= Lorraine Elizabeth Wooster =

American lawyer

Lorraine Elizabeth Wooster (July 24, 1868-July 4, 1953) was an educator, politician, and attorney from the U.S. state of Kansas. She was the first woman to hold a statewide elected office in Kansas, serving as State Superintendent of Public Instruction from 1919 until 1923.

Wooster was born in Ohio, but her family moved to Mitchell County, Kansas when she was young. She began her teaching career in a local one-room schoolhouse when she was 16. She moved to Salina in 1894 and began writing textbooks; she sold her books to schools across the country, and established a publishing company in Chicago for her books in 1907.

Wooster first ran for Kansas State Superintendent of Public Instruction in 1916. Though her campaign failed, she ran again two years later and was elected, making her the first woman elected to a statewide office in Kansas.
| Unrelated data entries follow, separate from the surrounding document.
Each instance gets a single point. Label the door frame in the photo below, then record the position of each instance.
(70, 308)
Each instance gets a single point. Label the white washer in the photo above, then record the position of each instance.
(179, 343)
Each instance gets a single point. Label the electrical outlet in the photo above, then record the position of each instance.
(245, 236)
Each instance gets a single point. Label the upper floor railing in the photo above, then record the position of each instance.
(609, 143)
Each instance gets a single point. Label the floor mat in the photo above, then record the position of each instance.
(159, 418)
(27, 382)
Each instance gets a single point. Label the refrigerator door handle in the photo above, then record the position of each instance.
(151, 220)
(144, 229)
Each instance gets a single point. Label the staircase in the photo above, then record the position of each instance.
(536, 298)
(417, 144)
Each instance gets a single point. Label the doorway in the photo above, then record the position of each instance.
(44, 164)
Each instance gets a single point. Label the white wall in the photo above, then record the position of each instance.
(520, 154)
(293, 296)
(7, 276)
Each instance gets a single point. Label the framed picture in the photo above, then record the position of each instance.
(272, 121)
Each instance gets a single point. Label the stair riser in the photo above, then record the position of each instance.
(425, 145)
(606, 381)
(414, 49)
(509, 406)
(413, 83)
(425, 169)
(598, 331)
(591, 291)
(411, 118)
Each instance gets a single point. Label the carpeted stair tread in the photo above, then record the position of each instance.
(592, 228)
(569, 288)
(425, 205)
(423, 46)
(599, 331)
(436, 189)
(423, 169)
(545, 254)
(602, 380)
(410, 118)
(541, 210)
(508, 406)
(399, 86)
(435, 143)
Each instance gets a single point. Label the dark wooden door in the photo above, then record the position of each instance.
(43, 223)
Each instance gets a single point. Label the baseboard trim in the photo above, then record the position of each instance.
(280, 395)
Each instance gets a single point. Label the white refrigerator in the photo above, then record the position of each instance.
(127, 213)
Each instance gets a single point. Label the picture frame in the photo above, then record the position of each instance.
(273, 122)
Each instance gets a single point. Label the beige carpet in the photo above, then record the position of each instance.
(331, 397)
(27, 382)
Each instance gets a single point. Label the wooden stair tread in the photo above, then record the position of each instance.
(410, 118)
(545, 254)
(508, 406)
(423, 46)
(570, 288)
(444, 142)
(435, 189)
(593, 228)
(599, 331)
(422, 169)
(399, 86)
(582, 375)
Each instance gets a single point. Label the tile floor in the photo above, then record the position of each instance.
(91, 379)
In her campaigns, she had argued that as 80% of Kansas' teachers were female, she was well suited to represent them. Kansas' early support for women's suffrage also helped her, as women earned the right to vote in 1912 and were active voters by the time of her election.

As state superintendent, Wooster promoted more funding for schools, longer school years for rural students, and requiring students to attend school through 16. However, she was also known for the strict codes of moral behavior which she applied to the state's teachers. She insisted that teachers not smoke, drink, dance, or wear makeup; in the case of the latter, she was known to tell teachers to "get that paint off your face" during school visits. She was reelected in 1920, but her moral code led to her downfall; after controversially attempting to fire teachers in Cimarron for attending a dance, she lost her campaign for a third term in 1922.

After leaving office, Wooster continued her career as an attorney. She served as Vice President of the National Association of Women Lawyers and ran an unsuccessful campaign for Kansas Attorney General in 1932. She moved to Chicago in 1934, where she lived until her death in 1953.